Ricci-VenusSatyrus.jpg
セバスティアーノ・ロッチ<ウェヌスとクピドとサテュロス>
 正直、それほど良い絵だとは思わないけど(笑)
 ウェヌスは愛と美の女神。サテュロスは、山羊の足を持つ山野の神。人間的文化的洗練とは無縁の彼らは粗野でしばしば乱暴な性格ですが、自然の生命力、生殖力が神格化した存在です。
 つまり、愛の女神と生命力の神の力が結びつけば、一族繁栄のための子宝の恵みが得られる、はずなのですが。
 今回は勝手が違うようです。ウェヌスの寝所に入りこんだ醜く粗野なサテュロス。しかし、愛の炎を掻き立てるクピードーは眠り込み、ウェヌスにその気は全くないご様子。彼を指差し、洗練なき愛は願い下げとばかり余裕綽々、嘲りの表情をこの場面に遭遇した我々に見せつけます。
 どうもサテュロスに分が悪いようで、それともリベルタンにはサテュロスの力は邪魔だとでも。…一応のイタリア絵画に対してその解釈はちょっとフレンチかな(笑)

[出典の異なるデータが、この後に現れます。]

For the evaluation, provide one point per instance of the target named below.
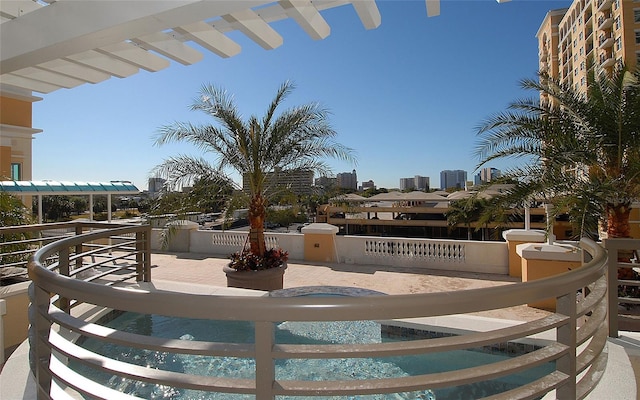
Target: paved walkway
(206, 269)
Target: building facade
(407, 183)
(487, 175)
(453, 179)
(298, 182)
(417, 182)
(605, 32)
(347, 180)
(368, 185)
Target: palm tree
(582, 152)
(298, 139)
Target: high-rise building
(453, 179)
(407, 183)
(297, 181)
(417, 182)
(325, 182)
(605, 32)
(368, 185)
(347, 180)
(487, 175)
(421, 182)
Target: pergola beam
(308, 17)
(69, 27)
(252, 25)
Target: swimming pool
(343, 332)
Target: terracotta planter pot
(266, 279)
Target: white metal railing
(579, 324)
(623, 254)
(458, 255)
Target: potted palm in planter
(260, 150)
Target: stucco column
(319, 242)
(515, 237)
(546, 260)
(180, 235)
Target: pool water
(291, 333)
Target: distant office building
(347, 180)
(453, 179)
(298, 181)
(421, 182)
(325, 182)
(367, 185)
(407, 183)
(487, 175)
(156, 186)
(417, 183)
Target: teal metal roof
(67, 188)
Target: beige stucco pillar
(546, 260)
(180, 235)
(15, 320)
(319, 242)
(516, 237)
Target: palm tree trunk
(618, 220)
(256, 225)
(618, 227)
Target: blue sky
(407, 97)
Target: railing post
(78, 247)
(147, 253)
(63, 269)
(42, 356)
(612, 286)
(566, 334)
(140, 267)
(265, 365)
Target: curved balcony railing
(576, 349)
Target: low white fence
(452, 255)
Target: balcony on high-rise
(604, 5)
(605, 22)
(605, 41)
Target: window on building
(16, 171)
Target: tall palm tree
(298, 139)
(581, 152)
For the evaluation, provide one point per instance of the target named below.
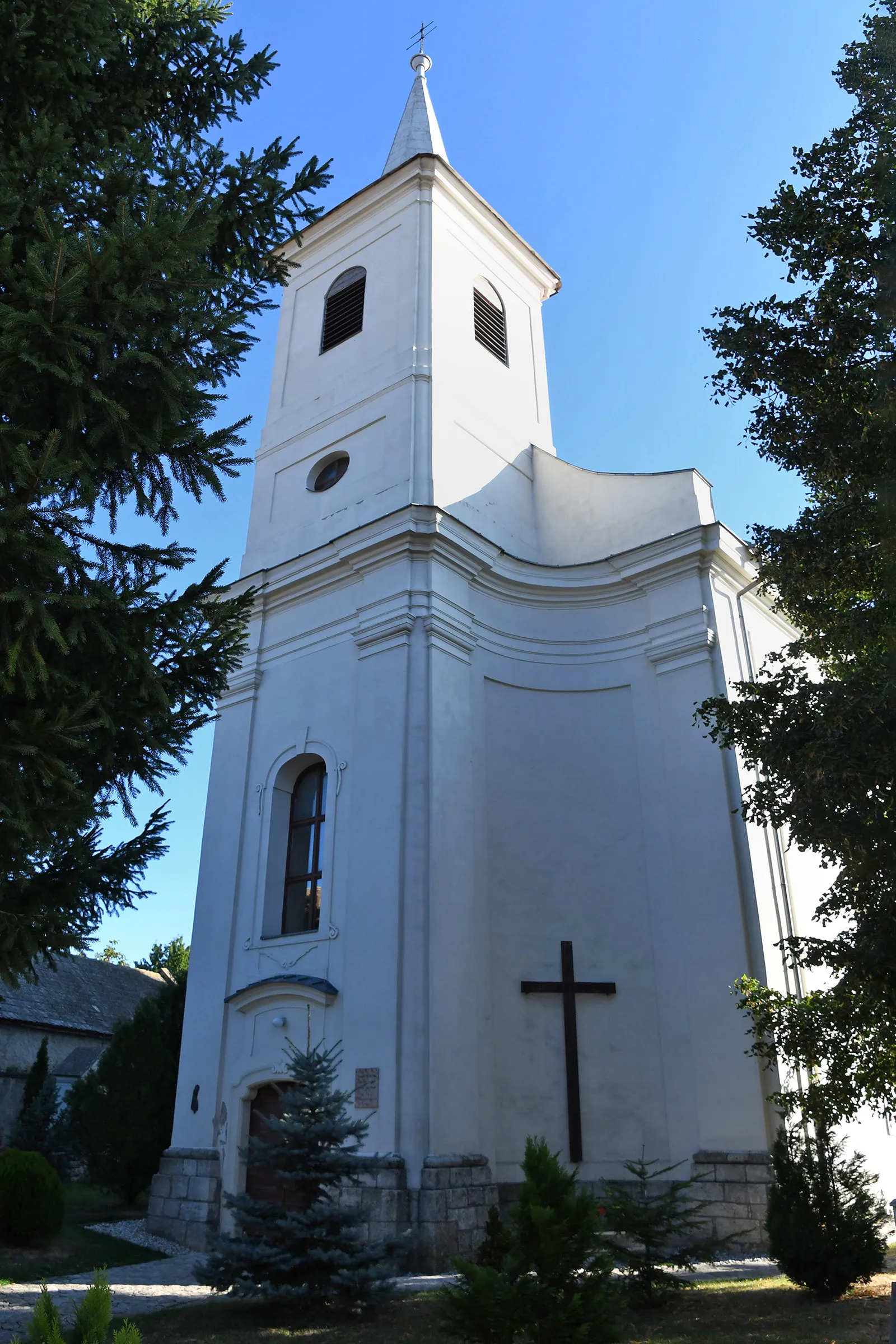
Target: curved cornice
(308, 988)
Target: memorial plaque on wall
(367, 1089)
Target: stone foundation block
(736, 1191)
(184, 1197)
(457, 1191)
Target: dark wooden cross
(570, 987)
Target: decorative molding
(242, 686)
(450, 629)
(274, 988)
(680, 642)
(381, 629)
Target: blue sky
(625, 143)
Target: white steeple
(418, 131)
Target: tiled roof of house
(81, 995)
(78, 1061)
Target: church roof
(418, 131)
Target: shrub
(657, 1228)
(31, 1201)
(544, 1278)
(824, 1215)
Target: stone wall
(184, 1197)
(446, 1215)
(453, 1205)
(736, 1186)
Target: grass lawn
(76, 1249)
(758, 1312)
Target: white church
(460, 818)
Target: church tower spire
(418, 131)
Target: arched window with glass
(305, 852)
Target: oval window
(331, 474)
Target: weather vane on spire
(426, 29)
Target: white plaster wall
(497, 656)
(517, 765)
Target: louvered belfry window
(305, 852)
(344, 308)
(489, 323)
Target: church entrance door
(262, 1182)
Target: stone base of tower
(453, 1203)
(184, 1197)
(446, 1215)
(736, 1188)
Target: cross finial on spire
(426, 29)
(418, 132)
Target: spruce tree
(544, 1277)
(34, 1131)
(135, 257)
(657, 1226)
(36, 1077)
(305, 1249)
(824, 1214)
(117, 1119)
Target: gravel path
(153, 1285)
(135, 1291)
(135, 1230)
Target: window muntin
(305, 852)
(489, 320)
(344, 308)
(331, 474)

 あるいは、これを見る汝れもサテュロスだとでも言いたいのでしょうか。美女の上から蔑む目線によろこぶような殿方の気持ちは、さあ、わたしの空想の埒外ですが(笑)何だか伝統をまぜかえした屈折的な感じが面白くて、この絵の前でうっかりにやにやしそうになる。この絵の前では特に危ない。
 
 カリエラのパステルによるプリマヴェーラ。
carriera-Primavera.jpgロザルバ・カリエラ<ラ・プリマヴェーラ>
 何と言ってもこの時期のパステルの色彩。18世紀特有の、美しく白濁した色とりどりの灰色の、透き通らない心地よい不協和音。近くの真面目くさったカノーヴァの半分布で身を隠した裸婦やクピドとプシュケにもまだその18世紀のセンスの名残がある。ただし、彼女と違って大分罪深き「真実」に毒されている(←個人的主観)プレ・新古典主義。いや、彼はそもそも彫刻家と記憶しているけど。色々と大切なものを抑制して、塩っ気の混じった甘ったるさだけ残って。変に力むからいけないんだよ。カリエラみたく軽快ならば、甘さも素直だと思うのだけどねぇ。
 
 さて、大好きなカナレットのカプリッチョ(奇想画)。素敵なヴェネチアのヴェネチアらしいお土産絵画を旅行者に売りつけていた人。
 彼のヴェネチアの建物の微細を極めた描写は、画家本人の感傷や情念に淫することもなく、一方でただの記録に留まらない生き生きとした情感に富み、何かしらの思い入れは鑑賞者の側で自由に託すことが出来るし、そうすることを許してくれる。
 その画風そのままに、つまり現実の街を描くのと同じに描かれるカプリッチョは、現実にはない(しばしば再現が不可能な)建物の中へ鑑賞者を誘います。
canaletto-CapriccioConPortico.jpgカナレット<柱廊のカプリッチョ>
 大きく構図も凝って念入りになのに、ただそれだけの絵であって、この奇妙なポルティコの向こうには何ら教訓もない。
 
 
 世界はどこからともなく押し付けられた意味ある些末事にうんざりするほど溢れてしまっていて、意味のないもの、軽いものは我が精神にとりましてはとても貴重なものなので、まろりーはこの手の特別な意味を持たない絵を不当に高く評価します。そういう訳で本日のこの気まぐれなつぎはぎ(カプリッチョ)な記事それ自体にも何らの教訓もないのです、と無理矢理しめて、これを終えることとします。